The title of Elizabeth Strout’s novel suggests that her protagonist is obsessed with naming. In fact, naming has been central to her experience  since she was a child. Her early years in school were defined by her struggle to name the words she discovered and the actions she observed in others. She was victimized by the names her classmate called her, directly or by inference.1419039988836

Lucy and her mother name her nurses, preferring their own pet names to the given names of these persons who come in and out the sanctuary of the sickroom. Together they struggle to name persons whose lives somehow fill out and enlarge their shared experience. Lucy would like to name the emotion that hangs between the two women, but her mother closes her eyes and refuses to cross that line. Her pet name “Wizzle” is sufficient for all that is unsayable.

There are things that Lucy is reluctant to name. She can’t say the word “snake,” and she shies away from the “Thing” that involves her father and penetrates every page of the novel. She knows that as a writer, she has assumed the obligation of naming, and she worries about the injunction to be “ruthless.” She puzzles over the  reluctance of the writer Sarah Payne to give her name when the two first met in the New York clothing shop, but she comes to understand what it means to own words published in black and white.

Lucy came of age with parents who found it difficult to name their past as well as the present. Her father’s denial of the two young German civilians he killed in WWII when he was barely older than a boy is a failure of naming that overshadows his life and figures in his rejection of the German heritage of the man Lucy marries. That family horror lingers , leaving Lucy with an unnamed conflict over her husband’s inheritance of money from an ancestor whose profits had come from the war.

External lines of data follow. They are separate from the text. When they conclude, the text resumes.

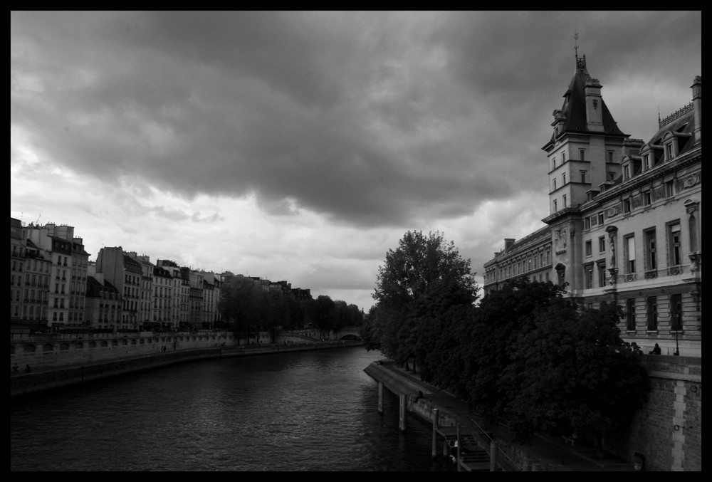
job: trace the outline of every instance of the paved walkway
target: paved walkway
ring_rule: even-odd
[[[420,377],[412,371],[396,367],[392,361],[382,360],[384,368],[392,370],[399,376],[409,379],[422,387],[424,402],[431,408],[440,409],[441,413],[448,412],[461,416],[461,426],[468,424],[472,414],[469,405],[452,394],[438,389],[420,379]],[[565,443],[561,437],[554,437],[544,434],[537,434],[530,445],[523,446],[533,459],[538,459],[541,470],[548,471],[632,471],[633,464],[622,458],[607,456],[602,460],[597,460],[595,450],[591,447],[574,446]]]

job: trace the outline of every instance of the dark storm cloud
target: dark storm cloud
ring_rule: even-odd
[[[605,78],[651,19],[694,41],[675,12],[14,12],[11,124],[106,182],[406,226],[540,189],[575,29]]]

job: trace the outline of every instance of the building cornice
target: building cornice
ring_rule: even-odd
[[[640,189],[642,187],[649,184],[659,179],[664,178],[669,174],[671,172],[678,171],[681,169],[684,169],[695,164],[696,162],[701,162],[701,160],[702,147],[700,146],[698,147],[696,147],[694,150],[690,152],[679,156],[671,161],[660,164],[659,167],[661,167],[661,169],[654,167],[649,171],[644,172],[642,174],[639,174],[635,177],[616,186],[615,187],[600,193],[590,202],[582,204],[580,210],[582,211],[588,211],[592,209],[598,209],[603,204],[607,204],[617,197],[619,197],[628,192]],[[547,218],[547,219],[548,219],[548,218]],[[546,222],[546,221],[544,220],[544,222]]]

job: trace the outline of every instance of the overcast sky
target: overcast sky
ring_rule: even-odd
[[[10,216],[367,311],[387,251],[544,226],[579,56],[626,134],[691,100],[701,11],[10,15]]]

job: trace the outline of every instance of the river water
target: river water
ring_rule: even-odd
[[[350,347],[182,363],[11,401],[11,471],[452,471]]]

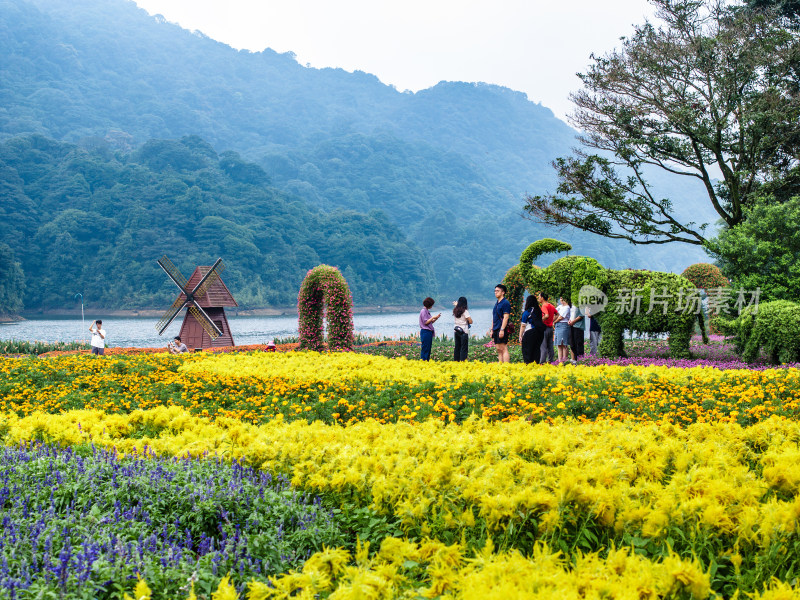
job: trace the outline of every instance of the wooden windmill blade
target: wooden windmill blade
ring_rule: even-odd
[[[178,268],[172,264],[172,261],[167,258],[165,254],[157,261],[158,266],[163,269],[163,271],[167,274],[172,282],[178,286],[178,288],[184,292],[186,287],[189,285],[189,282],[186,281],[186,277],[178,270]],[[178,313],[181,312],[184,306],[189,302],[188,298],[184,298],[183,294],[178,296],[175,302],[172,303],[172,306],[164,313],[164,316],[161,317],[158,323],[156,323],[156,331],[158,331],[158,335],[164,333],[164,330],[169,327],[169,324],[175,320],[175,317],[178,316]]]
[[[186,308],[180,331],[184,343],[195,349],[233,346],[225,307],[238,304],[220,277],[225,269],[222,259],[218,258],[210,267],[196,267],[188,280],[166,256],[156,262],[180,290],[178,298],[156,325],[159,335]]]
[[[156,330],[158,331],[158,335],[164,333],[164,330],[169,327],[169,324],[175,320],[175,317],[181,312],[184,306],[188,304],[188,300],[184,300],[182,296],[178,296],[177,300],[172,303],[169,310],[164,313],[164,316],[161,317],[161,320],[156,323]]]
[[[221,258],[218,258],[217,261],[211,266],[208,272],[203,275],[203,278],[200,282],[194,287],[192,290],[192,296],[200,298],[206,295],[208,288],[214,285],[220,279],[220,275],[225,270],[225,263],[222,262]]]
[[[200,323],[200,326],[205,330],[212,340],[217,339],[219,336],[222,335],[222,331],[214,324],[206,312],[200,308],[196,303],[192,303],[189,305],[189,312],[192,313],[192,316],[197,319],[197,322]]]

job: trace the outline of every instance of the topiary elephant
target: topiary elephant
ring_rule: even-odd
[[[625,356],[623,334],[630,330],[668,333],[670,356],[689,358],[696,320],[703,340],[708,342],[700,296],[688,279],[660,271],[606,269],[586,256],[559,258],[542,269],[533,264],[544,254],[571,249],[569,244],[553,239],[534,242],[520,256],[516,274],[530,292],[542,290],[552,299],[563,296],[583,308],[595,306],[594,316],[603,328],[600,356]]]
[[[800,304],[789,300],[747,306],[734,318],[715,317],[714,323],[733,335],[736,351],[748,362],[763,348],[773,364],[800,363]]]

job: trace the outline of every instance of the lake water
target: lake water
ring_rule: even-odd
[[[434,310],[433,314],[438,311]],[[436,334],[453,335],[453,315],[450,310],[441,311],[442,318],[436,324]],[[475,321],[472,333],[483,335],[491,327],[492,309],[470,310]],[[92,315],[85,323],[80,317],[62,319],[36,319],[17,323],[0,324],[0,340],[27,340],[43,342],[72,342],[89,340],[89,324],[92,319],[101,318],[106,330],[106,345],[121,347],[150,348],[166,346],[178,335],[182,317],[178,317],[159,336],[155,330],[157,318],[147,317],[105,317]],[[355,331],[373,337],[397,338],[419,333],[419,313],[375,313],[359,314],[353,318]],[[237,345],[264,344],[272,339],[297,337],[297,317],[232,317],[228,322]]]

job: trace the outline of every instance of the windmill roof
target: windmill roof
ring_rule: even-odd
[[[203,278],[203,275],[208,273],[211,270],[211,267],[197,267],[192,273],[192,276],[189,278],[189,284],[186,286],[190,290],[194,288],[200,280]],[[180,295],[181,299],[186,298],[186,294],[181,292]],[[206,293],[202,296],[195,297],[195,300],[200,305],[201,308],[214,308],[214,307],[221,307],[221,306],[239,306],[236,304],[236,300],[233,299],[233,294],[231,294],[230,290],[227,286],[222,282],[222,278],[218,277],[217,280],[208,286]]]

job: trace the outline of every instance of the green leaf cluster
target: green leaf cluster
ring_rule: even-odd
[[[705,336],[702,314],[682,310],[685,298],[695,290],[691,281],[660,271],[606,269],[594,258],[574,255],[559,258],[544,269],[531,268],[532,261],[541,254],[565,249],[569,245],[557,240],[535,242],[523,252],[519,268],[527,273],[528,290],[541,290],[554,303],[563,297],[578,304],[584,286],[593,286],[606,294],[608,304],[596,315],[603,328],[598,348],[601,356],[625,356],[623,334],[632,331],[669,333],[670,356],[689,358],[695,319],[701,321]]]
[[[800,304],[775,300],[748,306],[735,319],[718,317],[722,331],[734,336],[742,357],[756,360],[763,351],[773,364],[800,362]]]
[[[733,287],[761,290],[764,300],[800,298],[800,196],[761,198],[744,222],[707,244]]]

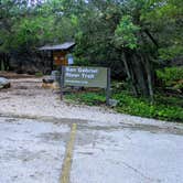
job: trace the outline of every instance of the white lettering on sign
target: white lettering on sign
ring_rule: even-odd
[[[67,86],[107,87],[107,68],[66,66],[64,84]]]
[[[77,78],[77,77],[79,77],[80,75],[79,75],[79,74],[73,74],[73,73],[65,73],[65,76],[66,76],[66,77]]]
[[[94,79],[95,75],[94,74],[82,74],[83,78],[88,78],[88,79]]]

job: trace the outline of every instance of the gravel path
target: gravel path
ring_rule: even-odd
[[[154,119],[118,114],[107,107],[78,106],[61,101],[60,95],[54,90],[42,88],[42,78],[11,79],[11,88],[0,90],[1,115],[182,127]]]

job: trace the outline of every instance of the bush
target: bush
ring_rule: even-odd
[[[143,98],[136,98],[127,94],[117,94],[115,98],[119,100],[117,107],[119,112],[162,120],[183,121],[182,107],[176,106],[176,104],[171,104],[170,106],[160,104],[157,100],[154,105],[151,105]]]
[[[157,76],[165,87],[183,89],[183,66],[158,69]]]

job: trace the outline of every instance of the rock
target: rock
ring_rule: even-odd
[[[9,79],[4,77],[0,77],[0,89],[2,88],[9,88],[10,87],[10,82]]]

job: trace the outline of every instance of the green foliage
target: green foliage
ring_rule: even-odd
[[[136,49],[138,46],[136,34],[139,30],[140,28],[132,23],[132,18],[130,15],[122,17],[115,31],[116,44],[122,47]]]
[[[157,71],[157,76],[166,87],[183,89],[183,67],[165,67]]]
[[[88,106],[106,103],[104,93],[76,93],[68,94],[65,98],[67,101]],[[114,94],[112,98],[118,100],[118,106],[115,108],[118,112],[169,121],[183,121],[182,98],[157,95],[155,103],[152,105],[146,98],[136,98],[125,90]]]
[[[106,103],[106,97],[103,93],[78,93],[78,94],[71,94],[66,95],[65,98],[67,100],[73,100],[76,104],[78,103],[84,103],[87,104],[88,106],[94,106],[94,105],[101,105]]]

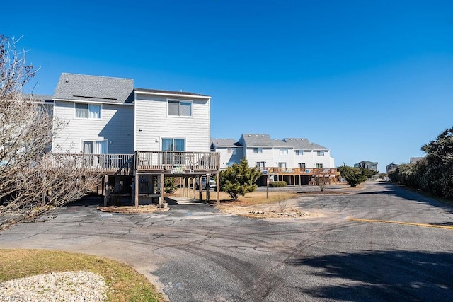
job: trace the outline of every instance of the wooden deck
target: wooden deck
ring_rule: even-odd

Her nightmares related fears that a Nazi would imprison her and take her children.

Much is left unnamed in this novel–the breakup of Lucy’s first marriage, the relationships of her daughters with their stepmother, her rise to fame as a novelist, her choice of second partner. It is far easier for Lucy to name the cornfields of her youth and the skyline of her adulthood than it is to name her conflicted emotions over her own role as mother. She is after all her mother’s daughter.